On November 3, 2025 the Township of Langley Council approved a resolution authorizing the Mayor or staff to execute the Friendship City Agreement with Gwangyang in the Republic of Korea (South Korea). The agreement itself is relatively brief and general. It commits the two municipalities to promote exchange and cooperation across broad areas including education, tourism, economy, culture and the arts, it remains in effect unless either party gives notice to terminate.
The most substantive argument raised by Councillor Richter was not about the concept of a friendship relationship. It was about whether the Township had done the basic preparation to approve it. Councillor Kim Richter opposed the motion, arguing that Council was being asked to sign off without a clear policy, oversight, or costing framework. This is not merely an approval of the concept of a friendship relationship. The resolution has some financial, resource, and staff time implications as it authorizes Township staff to take any and all necessary actions to give effect to the intent of the resolution and facilitate implementation of the agreement. That’s a very open-ended cheque to write. The resolution allows for the details of the relationship to be developed later through staff work, Council direction, and community programming.

Richter’s critique was not against the concept of friendship. She acknowledged that partnerships can be valuable and that a relationship with a Korean city makes sense in Langley’s context. Her objection was to the lack of procedural clarity: Council was being asked to approve the agreement without the Township having done the basic administrative groundwork that normally makes such approvals accountable. Her questions were framed as straightforward governance questions:
Who drafted the agreement in front of Council?
Was there any external framework or oversight involved, such as the Federation of Canadian Municipalities or UBCM?
Does the Township have a policy or procedure that governs friendship or sister-city arrangements?
What are the expected costs or operational commitments, even at a high level?
The answers she received from Township staff indicated that the document was provided by the other party, there is no external oversight body involved, and that the Township currently has no policy in place for these agreements. Council was asked to approve a relationship document that is open-ended in scope. In the discussion, staff indicated that the Township does not currently have a formal policy defining how these agreements are initiated and vetted, what minimum costing or resourcing analysis should accompany them, or what oversight or reporting is expected after approval.

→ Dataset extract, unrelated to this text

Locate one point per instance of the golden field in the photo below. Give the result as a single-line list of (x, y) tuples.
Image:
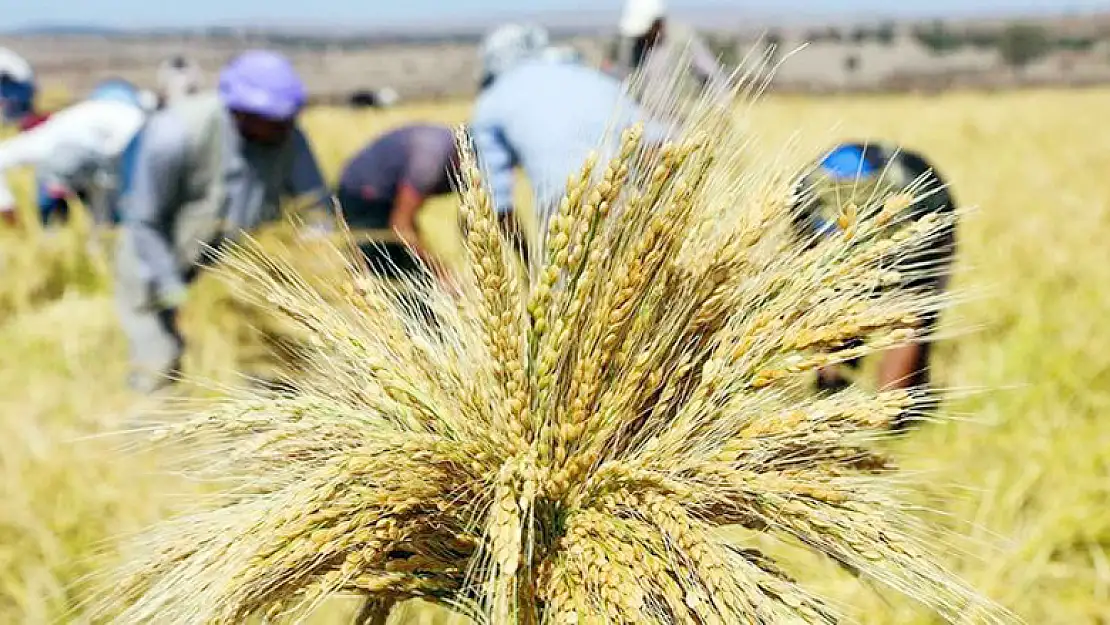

Councillor Richter concluded that approving the friendship agreement first and deciding the Township-side parameters later is backwards. In her words, Council was “putting the cart before the horse.” That’s why she voted against the motion. Mayor Woodward pushed back, saying Council was not going to “create a large process” for something that “maybe happens once,” and adding that when there is “a good thing happening,” critics “usually raise the process.”
From a governance perspective, municipalities do not only govern the controversial items. They also govern the pleasant ones. Policy is how you keep decision-making standards consistent. The Township now has a Friendship City Agreement approved, and Council has authorized staff to proceed.
Richter’s dissent raised process concerns, noting that Council was being asked to approve an open-ended agreement without, in her view, clear Township-side answers to questions about authorship, oversight, policy, and costs. Richter called it “putting the cart before the horse”. From a broader perspective, the Township’s ballooning debt underscores the stakes. Approving unknowns first is how “nice” decisions become expensive ones.